Acoustic neural networks: Identifying design principles and exploring physical feasibility
Ivan Kalthoff, Marcel Rey, Raphael Wittkowski
TL;DR
This work proposes a digital-twin framework for acoustic neural networks that constrains computation to passive, non-negative acoustic operations, with weights in $[0,1]$ and activations compatible with intensity-based signals. It develops three architectures—RNNs, hierarchical subsampling RNNs (HSRNNs), and SincHSRNNs with learnable sinc front ends—and evaluates them on AudioMNIST, demonstrating that a physically realizable SincHSRNN can reach up to approximately $95\%$ test accuracy at 8 kHz while preserving interpretability through bandpass filters. The study reveals general design principles, including the benefits of non-negativity as regularization, the necessity of hierarchical temporal integration, and the value of frequency-selective preprocessing for acoustic implementations. By mapping learned parameters to measurable attenuation and transmission, the work outlines a concrete pathway toward low-power, wave-based neural computing and direct analog acoustic processing at the edge.
Abstract
Wave-guide-based physical systems provide a promising route toward energy-efficient analog computing beyond traditional electronics. Within this landscape, acoustic neural networks represent a promising approach for achieving low-power computation in environments where electronics are inefficient or limited, yet their systematic design has remained largely unexplored. Here we introduce a framework for designing and simulating acoustic neural networks, which perform computation through the propagation of sound waves. Using a digital-twin approach, we train conventional neural network architectures under physically motivated constraints including non-negative signals and weights, the absence of bias terms, and nonlinearities compatible with intensity-based, non-negative acoustic signals.

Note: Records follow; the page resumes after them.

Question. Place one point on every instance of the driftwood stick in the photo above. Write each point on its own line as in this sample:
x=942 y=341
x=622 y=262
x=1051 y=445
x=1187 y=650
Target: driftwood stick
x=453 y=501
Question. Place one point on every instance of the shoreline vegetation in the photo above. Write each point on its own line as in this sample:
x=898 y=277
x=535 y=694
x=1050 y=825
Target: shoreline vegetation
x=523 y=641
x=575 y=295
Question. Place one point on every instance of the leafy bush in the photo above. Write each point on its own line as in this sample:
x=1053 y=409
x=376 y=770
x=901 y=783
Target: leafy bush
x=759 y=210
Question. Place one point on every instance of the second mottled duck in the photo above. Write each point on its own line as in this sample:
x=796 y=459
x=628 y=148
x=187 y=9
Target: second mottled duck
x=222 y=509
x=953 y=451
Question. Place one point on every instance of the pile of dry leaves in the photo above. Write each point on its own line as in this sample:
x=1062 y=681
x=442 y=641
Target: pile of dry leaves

Our work provides a general framework for acoustic neural networks that connects learnable network components directly to physically measurable acoustic properties, enabling the systematic design of realizable acoustic computing systems. We demonstrate that constrained recurrent and hierarchical architectures can perform accurate speech classification, and we propose the SincHSRNN, a hybrid model that combines learnable acoustic bandpass filters with hierarchical temporal processing. The SincHSRNN achieves up to 95% accuracy on the AudioMNIST dataset while remaining compatible with passive acoustic components. Beyond computational performance, the learned parameters correspond to measurable material and geometric properties such as attenuation and transmission. Our results establish general design principles for physically realizable acoustic neural networks and outline a pathway toward low-power, wave-based neural computing.